2. If offered a choice of its own substrate with that of the other species each prefers its own.
3. Level of illumination and colour of substrate have little effect on choice. An animal's size and hence its age has little effect on its substrate preferences.
4. C. volutator prefers a substrate previously maintained under anaerobic conditions, C. arenarium vice versa.
5. Treatments which kill, inactivate, or remove micro-organisms render sands unattractive to Corophium. These include boiling, acid-cleaning, drying, and soaking in fixatives or distilled water. Attempts to make these sands attractive again failed.

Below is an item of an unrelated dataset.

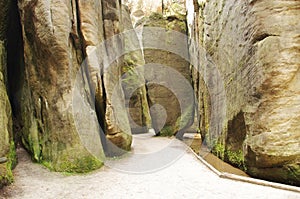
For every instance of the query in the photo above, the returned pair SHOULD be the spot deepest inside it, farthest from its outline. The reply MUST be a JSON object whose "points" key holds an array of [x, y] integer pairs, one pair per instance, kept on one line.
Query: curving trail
{"points": [[185, 177]]}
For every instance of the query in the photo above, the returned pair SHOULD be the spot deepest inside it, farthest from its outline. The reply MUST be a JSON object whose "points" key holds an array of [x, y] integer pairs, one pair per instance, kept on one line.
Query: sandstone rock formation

6. Distilled water, and solutions of the non-electrolytes sucrose and glycerol at the same osmotic pressure as sea water, induce many bacteria to desorb from sand particles; smaller numbers are desorbed in the presence of solutions of electrolytes at the same ionic strength as sea water (NaCl, Na2SO4, KC1, MgSO4, MgCl2, CaCl2). Of all these, only distilled water and solutions of MgCl2 and CaCl2 reduce the attractive properties of sands. Hence the loss of bacteria from the surface of sand grains, though related to the ionic strength and composition of the medium, is not necessarily associated with a substrate becoming unattractive.